Rieko shrugged too. "It's depressing."

"Indeed! It really reveals how morally bankrupt they are. Now are you starting to understand why I don't like American chicks? Sure American feminists might say that men and women are worthy of equal protection, but they refuse to even so much as acknowledge that men's problems exist. And then they'll immediately change the subject back to women's problems. That reflexive, knee-jerk changing of the subject is a permanent feature of feminists when it comes to these kinds of issues. Women's problems are the only ones which deserve any attention at all. Do you see what's going on in the larger picture?"

"Maybe I do. They're really stuck in their ways."
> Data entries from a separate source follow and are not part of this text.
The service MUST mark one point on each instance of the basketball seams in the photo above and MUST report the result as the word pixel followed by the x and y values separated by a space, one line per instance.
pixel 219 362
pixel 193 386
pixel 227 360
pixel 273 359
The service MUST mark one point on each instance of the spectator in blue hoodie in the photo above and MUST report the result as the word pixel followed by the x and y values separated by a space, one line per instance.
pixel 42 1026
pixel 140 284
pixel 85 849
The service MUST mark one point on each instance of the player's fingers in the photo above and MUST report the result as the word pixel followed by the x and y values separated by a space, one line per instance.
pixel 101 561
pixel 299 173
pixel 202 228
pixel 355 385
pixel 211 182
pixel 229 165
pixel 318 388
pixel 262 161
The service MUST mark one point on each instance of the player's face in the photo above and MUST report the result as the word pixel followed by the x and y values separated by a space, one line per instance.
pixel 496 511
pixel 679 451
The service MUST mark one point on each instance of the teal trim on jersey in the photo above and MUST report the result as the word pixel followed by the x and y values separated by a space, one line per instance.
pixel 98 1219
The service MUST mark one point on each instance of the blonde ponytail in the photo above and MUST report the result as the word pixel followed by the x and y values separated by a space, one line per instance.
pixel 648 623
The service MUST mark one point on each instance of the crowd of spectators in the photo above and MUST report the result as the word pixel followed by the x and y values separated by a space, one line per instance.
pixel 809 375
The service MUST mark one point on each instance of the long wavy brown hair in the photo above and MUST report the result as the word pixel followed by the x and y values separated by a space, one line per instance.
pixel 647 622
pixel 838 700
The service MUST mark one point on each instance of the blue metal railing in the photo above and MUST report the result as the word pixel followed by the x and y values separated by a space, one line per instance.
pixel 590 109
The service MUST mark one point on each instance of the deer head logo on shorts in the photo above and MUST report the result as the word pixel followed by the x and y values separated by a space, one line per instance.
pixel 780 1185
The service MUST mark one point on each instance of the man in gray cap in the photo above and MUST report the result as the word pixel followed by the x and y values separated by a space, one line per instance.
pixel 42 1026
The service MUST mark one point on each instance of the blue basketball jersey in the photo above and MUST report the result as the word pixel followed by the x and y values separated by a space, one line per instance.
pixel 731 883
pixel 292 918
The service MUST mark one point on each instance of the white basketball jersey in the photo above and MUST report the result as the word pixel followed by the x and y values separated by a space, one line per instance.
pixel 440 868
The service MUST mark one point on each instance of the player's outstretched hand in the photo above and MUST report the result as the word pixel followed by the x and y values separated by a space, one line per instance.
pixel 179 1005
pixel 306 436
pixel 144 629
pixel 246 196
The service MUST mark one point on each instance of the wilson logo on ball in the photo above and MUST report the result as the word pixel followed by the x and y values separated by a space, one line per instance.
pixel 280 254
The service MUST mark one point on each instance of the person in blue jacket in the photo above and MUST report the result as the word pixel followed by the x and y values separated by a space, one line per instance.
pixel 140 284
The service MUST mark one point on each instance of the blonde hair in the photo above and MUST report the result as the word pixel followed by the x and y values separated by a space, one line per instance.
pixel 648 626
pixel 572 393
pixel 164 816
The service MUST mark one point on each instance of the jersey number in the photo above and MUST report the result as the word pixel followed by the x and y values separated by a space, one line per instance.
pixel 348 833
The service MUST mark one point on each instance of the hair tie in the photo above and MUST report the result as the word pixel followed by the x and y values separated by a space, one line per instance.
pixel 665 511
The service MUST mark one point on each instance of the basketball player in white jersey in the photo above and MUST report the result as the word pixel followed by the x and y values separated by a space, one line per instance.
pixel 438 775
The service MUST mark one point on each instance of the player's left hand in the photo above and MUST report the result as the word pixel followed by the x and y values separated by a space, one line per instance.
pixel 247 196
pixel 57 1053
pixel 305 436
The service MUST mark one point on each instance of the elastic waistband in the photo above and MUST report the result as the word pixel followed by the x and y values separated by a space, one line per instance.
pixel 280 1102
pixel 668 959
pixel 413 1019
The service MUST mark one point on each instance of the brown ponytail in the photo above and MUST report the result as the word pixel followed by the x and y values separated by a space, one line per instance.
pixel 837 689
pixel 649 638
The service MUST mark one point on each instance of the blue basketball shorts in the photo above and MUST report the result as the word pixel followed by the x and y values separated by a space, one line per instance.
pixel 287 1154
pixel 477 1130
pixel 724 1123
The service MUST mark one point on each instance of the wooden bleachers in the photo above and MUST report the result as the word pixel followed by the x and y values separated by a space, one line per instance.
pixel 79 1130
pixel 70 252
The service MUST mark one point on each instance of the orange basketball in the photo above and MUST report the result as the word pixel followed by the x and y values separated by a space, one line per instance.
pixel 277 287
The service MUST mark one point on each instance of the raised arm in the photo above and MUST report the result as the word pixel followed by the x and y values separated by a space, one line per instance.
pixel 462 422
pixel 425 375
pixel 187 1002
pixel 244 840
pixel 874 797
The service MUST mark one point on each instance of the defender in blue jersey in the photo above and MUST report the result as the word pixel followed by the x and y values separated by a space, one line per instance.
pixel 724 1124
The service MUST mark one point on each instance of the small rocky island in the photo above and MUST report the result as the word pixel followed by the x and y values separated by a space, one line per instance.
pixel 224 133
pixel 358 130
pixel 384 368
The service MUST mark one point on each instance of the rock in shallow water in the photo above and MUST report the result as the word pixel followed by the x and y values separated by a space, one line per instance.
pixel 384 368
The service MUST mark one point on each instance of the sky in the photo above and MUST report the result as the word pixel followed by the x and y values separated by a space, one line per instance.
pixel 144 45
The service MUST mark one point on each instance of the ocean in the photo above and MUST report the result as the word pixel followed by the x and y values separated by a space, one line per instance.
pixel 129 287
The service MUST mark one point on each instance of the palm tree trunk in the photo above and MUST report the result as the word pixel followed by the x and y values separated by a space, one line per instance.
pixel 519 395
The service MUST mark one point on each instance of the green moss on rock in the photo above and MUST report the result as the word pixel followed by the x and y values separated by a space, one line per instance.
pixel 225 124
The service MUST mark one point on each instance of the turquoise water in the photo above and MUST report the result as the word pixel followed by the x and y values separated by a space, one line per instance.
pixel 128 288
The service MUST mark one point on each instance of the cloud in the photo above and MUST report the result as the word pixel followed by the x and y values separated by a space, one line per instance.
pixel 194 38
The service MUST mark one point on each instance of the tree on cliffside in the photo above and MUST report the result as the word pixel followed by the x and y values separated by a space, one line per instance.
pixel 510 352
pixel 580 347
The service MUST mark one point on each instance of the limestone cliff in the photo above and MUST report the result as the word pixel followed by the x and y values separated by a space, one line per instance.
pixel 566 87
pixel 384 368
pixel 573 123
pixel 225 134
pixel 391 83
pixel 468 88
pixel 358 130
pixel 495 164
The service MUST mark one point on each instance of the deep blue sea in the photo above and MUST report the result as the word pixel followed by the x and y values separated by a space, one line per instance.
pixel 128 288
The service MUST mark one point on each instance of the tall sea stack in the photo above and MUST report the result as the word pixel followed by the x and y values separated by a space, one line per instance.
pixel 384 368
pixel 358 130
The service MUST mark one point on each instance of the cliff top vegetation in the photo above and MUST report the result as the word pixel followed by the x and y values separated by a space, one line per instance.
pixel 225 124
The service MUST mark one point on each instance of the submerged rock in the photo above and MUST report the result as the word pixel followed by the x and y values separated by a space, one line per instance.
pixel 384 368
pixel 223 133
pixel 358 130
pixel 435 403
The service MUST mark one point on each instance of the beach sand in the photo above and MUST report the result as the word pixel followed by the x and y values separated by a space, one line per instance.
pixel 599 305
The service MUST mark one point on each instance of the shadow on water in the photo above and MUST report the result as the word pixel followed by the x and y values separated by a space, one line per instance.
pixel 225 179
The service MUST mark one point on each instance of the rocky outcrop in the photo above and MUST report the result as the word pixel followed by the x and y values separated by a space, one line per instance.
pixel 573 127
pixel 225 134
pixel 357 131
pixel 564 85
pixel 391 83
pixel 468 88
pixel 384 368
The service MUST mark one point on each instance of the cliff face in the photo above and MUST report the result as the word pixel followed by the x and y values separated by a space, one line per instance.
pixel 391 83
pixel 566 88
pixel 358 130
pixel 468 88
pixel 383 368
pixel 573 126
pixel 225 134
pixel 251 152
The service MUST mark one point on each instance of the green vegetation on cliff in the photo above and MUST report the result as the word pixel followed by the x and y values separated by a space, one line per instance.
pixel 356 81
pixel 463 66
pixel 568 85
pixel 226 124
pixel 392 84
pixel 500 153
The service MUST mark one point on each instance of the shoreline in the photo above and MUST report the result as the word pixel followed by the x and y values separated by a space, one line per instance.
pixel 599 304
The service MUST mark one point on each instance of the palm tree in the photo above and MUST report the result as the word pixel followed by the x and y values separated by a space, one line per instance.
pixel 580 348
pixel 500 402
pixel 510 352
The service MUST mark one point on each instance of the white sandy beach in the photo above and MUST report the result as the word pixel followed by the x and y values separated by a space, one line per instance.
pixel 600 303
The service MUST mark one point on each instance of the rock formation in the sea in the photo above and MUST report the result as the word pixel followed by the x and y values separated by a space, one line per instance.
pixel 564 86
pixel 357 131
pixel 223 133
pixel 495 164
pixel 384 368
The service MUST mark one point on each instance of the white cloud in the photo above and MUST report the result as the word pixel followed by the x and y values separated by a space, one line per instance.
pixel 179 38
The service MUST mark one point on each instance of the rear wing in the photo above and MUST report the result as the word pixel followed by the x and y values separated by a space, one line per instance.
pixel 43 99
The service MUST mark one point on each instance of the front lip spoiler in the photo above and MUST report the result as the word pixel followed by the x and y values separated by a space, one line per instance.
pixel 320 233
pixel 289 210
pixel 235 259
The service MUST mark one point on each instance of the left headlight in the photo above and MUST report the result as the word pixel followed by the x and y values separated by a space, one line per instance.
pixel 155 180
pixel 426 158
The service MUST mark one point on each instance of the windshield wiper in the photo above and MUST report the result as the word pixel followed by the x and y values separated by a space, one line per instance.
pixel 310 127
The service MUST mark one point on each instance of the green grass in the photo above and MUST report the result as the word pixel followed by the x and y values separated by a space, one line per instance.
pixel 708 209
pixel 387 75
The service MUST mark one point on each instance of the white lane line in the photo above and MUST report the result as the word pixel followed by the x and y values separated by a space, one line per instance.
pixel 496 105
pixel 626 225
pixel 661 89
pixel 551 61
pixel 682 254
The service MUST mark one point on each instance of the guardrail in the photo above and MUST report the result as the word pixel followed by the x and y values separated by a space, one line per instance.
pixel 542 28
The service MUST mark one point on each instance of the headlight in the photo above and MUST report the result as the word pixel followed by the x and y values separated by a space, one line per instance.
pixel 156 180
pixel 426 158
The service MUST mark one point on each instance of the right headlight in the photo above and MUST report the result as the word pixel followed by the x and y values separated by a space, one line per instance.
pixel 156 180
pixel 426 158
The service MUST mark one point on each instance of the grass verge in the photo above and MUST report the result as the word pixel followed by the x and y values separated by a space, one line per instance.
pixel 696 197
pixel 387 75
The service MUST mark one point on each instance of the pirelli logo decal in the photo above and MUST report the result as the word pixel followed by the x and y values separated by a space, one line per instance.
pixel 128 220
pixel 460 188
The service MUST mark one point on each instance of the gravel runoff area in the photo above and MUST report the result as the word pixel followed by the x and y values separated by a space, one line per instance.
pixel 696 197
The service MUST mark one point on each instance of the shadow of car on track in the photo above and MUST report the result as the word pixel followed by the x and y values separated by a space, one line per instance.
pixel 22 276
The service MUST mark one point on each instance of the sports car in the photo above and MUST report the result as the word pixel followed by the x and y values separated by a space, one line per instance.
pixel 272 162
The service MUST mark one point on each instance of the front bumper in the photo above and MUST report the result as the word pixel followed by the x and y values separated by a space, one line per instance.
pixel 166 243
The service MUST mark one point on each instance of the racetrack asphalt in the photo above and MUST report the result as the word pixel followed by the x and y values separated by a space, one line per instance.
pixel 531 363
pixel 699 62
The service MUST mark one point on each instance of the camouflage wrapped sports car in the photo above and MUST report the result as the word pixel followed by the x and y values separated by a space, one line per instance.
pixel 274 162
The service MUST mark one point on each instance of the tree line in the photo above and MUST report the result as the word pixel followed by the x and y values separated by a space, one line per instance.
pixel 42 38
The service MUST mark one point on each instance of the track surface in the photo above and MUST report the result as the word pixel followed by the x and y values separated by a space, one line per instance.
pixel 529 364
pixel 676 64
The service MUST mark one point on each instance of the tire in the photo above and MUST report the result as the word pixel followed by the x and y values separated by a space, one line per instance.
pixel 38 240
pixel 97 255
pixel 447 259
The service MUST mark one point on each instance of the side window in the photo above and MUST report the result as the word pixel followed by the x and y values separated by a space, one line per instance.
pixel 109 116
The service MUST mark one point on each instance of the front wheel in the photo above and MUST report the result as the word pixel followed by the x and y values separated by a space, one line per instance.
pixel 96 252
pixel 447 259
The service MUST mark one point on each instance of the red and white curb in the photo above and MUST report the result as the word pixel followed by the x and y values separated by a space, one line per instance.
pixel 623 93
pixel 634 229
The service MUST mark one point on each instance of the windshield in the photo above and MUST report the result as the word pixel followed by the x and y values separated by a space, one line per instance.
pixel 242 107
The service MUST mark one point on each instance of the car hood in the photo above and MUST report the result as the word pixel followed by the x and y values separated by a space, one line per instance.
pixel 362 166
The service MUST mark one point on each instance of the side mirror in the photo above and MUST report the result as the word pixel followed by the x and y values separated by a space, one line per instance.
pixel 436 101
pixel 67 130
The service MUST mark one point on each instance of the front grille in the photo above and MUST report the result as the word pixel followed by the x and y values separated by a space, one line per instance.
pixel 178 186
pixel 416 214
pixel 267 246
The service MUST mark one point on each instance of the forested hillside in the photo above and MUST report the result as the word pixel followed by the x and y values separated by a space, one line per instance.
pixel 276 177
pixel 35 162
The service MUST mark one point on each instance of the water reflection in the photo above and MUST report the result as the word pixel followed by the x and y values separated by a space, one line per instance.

"Yes! Ideological rigidity always requires a certain amount of willfully blinding yourself to inconvenient truths. In order to maintain strict ideological purity, they must rationalize or ignore those facts which conflict with the victimhood-entitlement cult. So North American women will rationalize the life-span inequality, even resorting to crackpot Master Race theories, instead of seriously considering more obvious answers which disagree with the secular religion that they have. The explanations of the lifespan disparity that I mentioned are nothing more than the opinions of a privileged group of women talking amongst themselves, trying to rationalize the disastrous human consequences of society's indifference to male life. That's how beyond reason they are-- they will believe anything which does not suggest that women have imperfections."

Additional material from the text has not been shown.